- English
The International Energy Agency estimates that to hit net-zero globally by 2050, six times more critical minerals will be required in 2040 than today. The rapid increase in demand for critical minerals is likely to increase price volatility. This could aggravate energy security concerns, and thereby delay the necessary clean energy transition.
These vulnerabilities are amplified in emerging economies because they lack access to capital to secure critical minerals. It is essential for G20 countries to collaborate to lower the cost of capital across the critical minerals value chain—production, processing, and recycling—as well as to develop and adopt sustainability criteria to ensure that clean energy supply chains are both resilient and sustainable.
This policy brief provides an overview of frameworks for investment in critical minerals production and explores ways to deepen access to supply chains by lowering the cost of capital. Banks and investors are deterred by the risks associated with upstream mining, so additional types of capital provision are needed. It will assess several modes of blended finance, in which development finance is used to unlock commercial finance, with the fundamental objective of derisking mining investment and improving access to critical minerals for emerging economies.
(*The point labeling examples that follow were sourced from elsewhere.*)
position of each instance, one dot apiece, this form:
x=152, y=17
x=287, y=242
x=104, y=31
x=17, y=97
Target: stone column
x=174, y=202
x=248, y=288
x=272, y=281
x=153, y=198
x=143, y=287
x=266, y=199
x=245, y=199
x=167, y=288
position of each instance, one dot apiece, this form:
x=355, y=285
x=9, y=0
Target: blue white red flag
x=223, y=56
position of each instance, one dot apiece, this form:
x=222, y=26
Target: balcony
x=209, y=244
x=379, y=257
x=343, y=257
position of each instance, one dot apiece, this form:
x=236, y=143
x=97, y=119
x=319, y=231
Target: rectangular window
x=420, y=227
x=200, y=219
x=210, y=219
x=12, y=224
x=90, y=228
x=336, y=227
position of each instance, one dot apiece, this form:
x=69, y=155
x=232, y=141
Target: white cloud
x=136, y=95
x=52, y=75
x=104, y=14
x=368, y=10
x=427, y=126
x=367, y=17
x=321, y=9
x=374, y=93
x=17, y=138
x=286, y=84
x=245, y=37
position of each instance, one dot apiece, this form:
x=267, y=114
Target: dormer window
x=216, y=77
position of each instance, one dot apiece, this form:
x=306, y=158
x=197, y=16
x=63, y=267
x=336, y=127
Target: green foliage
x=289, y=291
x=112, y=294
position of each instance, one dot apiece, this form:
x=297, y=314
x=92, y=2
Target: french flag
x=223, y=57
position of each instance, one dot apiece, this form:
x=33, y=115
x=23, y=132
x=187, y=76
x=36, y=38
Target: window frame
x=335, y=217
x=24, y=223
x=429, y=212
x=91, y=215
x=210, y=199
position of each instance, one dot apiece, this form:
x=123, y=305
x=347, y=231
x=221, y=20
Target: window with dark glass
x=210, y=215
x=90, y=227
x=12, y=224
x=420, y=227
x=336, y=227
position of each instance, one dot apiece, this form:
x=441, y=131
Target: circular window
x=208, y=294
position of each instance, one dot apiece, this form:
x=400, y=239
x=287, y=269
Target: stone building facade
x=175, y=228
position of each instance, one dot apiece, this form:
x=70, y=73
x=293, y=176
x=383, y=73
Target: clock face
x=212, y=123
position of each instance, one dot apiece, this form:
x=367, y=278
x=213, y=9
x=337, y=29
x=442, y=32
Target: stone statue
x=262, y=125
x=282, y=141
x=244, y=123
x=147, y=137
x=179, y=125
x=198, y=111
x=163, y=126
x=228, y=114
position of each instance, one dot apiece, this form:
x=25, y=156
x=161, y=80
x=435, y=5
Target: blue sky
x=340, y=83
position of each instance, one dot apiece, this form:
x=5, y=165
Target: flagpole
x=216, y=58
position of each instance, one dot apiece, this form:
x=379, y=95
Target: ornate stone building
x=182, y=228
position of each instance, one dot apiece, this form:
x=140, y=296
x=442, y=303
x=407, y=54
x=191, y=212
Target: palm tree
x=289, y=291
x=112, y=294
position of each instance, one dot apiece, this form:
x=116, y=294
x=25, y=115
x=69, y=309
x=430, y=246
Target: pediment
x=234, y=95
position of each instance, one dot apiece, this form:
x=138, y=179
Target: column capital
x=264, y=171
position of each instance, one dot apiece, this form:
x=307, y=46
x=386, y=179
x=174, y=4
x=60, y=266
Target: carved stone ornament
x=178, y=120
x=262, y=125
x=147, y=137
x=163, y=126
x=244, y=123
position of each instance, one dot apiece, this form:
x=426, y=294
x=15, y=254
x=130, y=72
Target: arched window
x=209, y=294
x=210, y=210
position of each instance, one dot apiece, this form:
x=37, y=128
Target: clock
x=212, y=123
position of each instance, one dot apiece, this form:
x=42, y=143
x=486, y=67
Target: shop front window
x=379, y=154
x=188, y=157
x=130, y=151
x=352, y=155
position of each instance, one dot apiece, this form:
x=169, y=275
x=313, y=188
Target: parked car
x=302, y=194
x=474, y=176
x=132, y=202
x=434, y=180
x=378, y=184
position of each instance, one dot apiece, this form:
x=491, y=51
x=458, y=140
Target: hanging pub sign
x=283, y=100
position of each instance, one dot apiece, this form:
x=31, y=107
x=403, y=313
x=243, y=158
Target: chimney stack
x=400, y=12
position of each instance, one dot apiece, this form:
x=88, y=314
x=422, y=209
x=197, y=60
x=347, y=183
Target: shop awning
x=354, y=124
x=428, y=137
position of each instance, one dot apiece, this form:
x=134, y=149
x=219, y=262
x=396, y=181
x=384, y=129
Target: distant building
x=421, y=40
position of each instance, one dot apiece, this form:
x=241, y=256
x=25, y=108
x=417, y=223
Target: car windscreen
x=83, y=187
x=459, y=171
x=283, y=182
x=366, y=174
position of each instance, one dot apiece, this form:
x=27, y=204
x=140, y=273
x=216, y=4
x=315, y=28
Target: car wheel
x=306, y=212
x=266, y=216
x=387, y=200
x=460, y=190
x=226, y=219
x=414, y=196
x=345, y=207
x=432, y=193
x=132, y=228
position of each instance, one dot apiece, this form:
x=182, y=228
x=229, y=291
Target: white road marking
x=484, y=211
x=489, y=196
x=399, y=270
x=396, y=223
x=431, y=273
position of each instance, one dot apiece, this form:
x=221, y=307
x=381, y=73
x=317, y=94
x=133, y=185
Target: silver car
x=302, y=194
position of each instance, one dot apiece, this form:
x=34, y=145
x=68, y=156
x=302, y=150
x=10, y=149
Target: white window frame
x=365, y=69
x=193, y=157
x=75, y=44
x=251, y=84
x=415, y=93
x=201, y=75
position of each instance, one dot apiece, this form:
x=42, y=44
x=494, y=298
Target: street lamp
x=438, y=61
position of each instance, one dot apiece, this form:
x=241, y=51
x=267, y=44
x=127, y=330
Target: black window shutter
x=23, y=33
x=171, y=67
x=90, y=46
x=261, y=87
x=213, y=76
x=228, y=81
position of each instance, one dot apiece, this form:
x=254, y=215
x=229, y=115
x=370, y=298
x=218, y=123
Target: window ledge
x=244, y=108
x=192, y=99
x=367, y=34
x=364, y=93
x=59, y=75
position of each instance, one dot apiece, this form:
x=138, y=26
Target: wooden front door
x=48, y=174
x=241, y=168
The brief builds on the Global Blended Finance Alliance launched at the previous G20 summit in Indonesia to assess different types of capital provision, with a focus on environmental, social, and governance frameworks. It examines how G20 cooperation, with the support of international financial institutions, might be able to maximise capital availability for critical mineral supply. The authors urge the G20 to consider creating a critical minerals supply chains working group, consider G20 enabled financing, coordinate the formation of standards and investment facilitation, and coordinate emerging economy participation in critical mineral alliances.